Rental market’s gentle revival

The number of units tenanted last month have dipped though rental prices are edging up.

Bukit Batok East Ave 4. Picture: iProperty

Rental prices up while sales volume dip

Rents in both the public and private housing sectors rose 0.2% last month.

In the private non-landed property market, rents rose 0.8% though compared to January 2013’s high, prices are still 18.9% lower. 4,674 units were tenanted from April to May, down 3.2%. HDB rents are still 2.7% lower in a year-on-year comparison and 15.3% lower than the highest point in August 2013.

Some analysts are attributing this to the nearing of the 5-year mark for Build-to-order (BTO) flat owners.

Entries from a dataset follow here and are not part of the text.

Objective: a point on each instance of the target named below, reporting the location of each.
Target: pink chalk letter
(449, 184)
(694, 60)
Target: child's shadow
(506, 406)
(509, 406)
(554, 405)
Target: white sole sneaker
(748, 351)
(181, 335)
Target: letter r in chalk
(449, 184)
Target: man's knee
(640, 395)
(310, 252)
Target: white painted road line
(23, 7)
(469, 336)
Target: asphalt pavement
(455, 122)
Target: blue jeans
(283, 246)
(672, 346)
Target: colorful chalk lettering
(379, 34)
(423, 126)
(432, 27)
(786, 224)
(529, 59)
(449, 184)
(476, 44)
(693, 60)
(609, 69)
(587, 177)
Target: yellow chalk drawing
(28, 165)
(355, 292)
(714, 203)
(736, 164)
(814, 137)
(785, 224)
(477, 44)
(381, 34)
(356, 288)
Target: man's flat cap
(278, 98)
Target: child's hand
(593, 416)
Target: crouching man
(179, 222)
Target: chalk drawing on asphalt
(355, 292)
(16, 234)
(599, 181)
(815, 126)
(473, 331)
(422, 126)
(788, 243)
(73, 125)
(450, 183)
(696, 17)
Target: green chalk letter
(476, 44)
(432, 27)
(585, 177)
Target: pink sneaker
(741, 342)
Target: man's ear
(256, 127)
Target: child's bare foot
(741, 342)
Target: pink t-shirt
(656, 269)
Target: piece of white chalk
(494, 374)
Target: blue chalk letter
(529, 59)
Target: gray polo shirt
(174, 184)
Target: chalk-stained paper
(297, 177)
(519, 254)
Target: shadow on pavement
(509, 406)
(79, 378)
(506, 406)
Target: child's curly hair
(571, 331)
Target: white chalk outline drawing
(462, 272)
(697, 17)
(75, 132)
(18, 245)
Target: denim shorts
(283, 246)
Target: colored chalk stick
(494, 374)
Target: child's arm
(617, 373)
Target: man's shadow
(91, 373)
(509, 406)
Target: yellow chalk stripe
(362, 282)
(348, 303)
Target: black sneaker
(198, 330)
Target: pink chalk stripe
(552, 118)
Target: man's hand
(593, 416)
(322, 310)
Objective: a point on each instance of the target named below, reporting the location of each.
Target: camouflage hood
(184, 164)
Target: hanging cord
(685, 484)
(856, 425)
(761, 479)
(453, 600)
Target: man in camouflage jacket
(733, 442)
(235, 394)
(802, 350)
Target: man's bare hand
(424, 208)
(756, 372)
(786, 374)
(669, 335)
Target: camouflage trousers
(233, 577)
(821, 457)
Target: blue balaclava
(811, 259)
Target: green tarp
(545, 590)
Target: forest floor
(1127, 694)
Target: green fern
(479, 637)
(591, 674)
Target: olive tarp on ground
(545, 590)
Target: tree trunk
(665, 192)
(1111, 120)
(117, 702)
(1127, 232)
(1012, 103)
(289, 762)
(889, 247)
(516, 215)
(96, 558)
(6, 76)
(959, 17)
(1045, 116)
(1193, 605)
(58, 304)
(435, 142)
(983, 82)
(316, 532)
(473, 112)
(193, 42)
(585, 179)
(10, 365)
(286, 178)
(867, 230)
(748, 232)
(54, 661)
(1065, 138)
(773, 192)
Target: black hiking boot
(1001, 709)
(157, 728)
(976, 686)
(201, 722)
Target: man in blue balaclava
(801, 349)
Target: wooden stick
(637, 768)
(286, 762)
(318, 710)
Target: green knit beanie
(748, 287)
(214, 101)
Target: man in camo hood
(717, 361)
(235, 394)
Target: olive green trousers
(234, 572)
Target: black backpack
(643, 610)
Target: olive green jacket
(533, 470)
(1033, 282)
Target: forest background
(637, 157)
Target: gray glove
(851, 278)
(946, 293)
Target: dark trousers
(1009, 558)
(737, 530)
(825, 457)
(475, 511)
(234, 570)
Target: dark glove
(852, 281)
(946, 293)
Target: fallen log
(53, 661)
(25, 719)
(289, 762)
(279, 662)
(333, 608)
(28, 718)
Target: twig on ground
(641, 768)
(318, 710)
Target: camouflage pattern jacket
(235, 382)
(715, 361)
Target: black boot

After the 5-year Minimum Occupation Period (MOP), owners of these public housing units can rent out entire units.

The recent en bloc sales activity may have also pushed some local homeowners out of their properties and they may be looking to rent large units near their homes while looking for a suitable replacement unit. Often these older units are larger and families may be used to the larger space.

Tenants looking for properties larger properties near home and schools

Private property rental prices in the prime districts remained level last month while that in the city fringes and the Rest Of Central region rose 0.4%. In the Outside Of Central (OCR) regions, rents rose 0.2%.

Clementi Ave 2. Picture: iProperty

In the HDB sector, rents for 3-room flats and executive flats fell 0.4% and 0.7% respectively. 4-room and 5-room flat rentals prices, however, rose 1.1% and 0.5%.

Most tenants were looking for properties near their previous addresses or place of residences or near schools and MRT stations. Demand also tended to lean towards larger units.

Industry experts are expecting rental prices to continue up an upward trend albeit a gentle incline for the rest of 2018.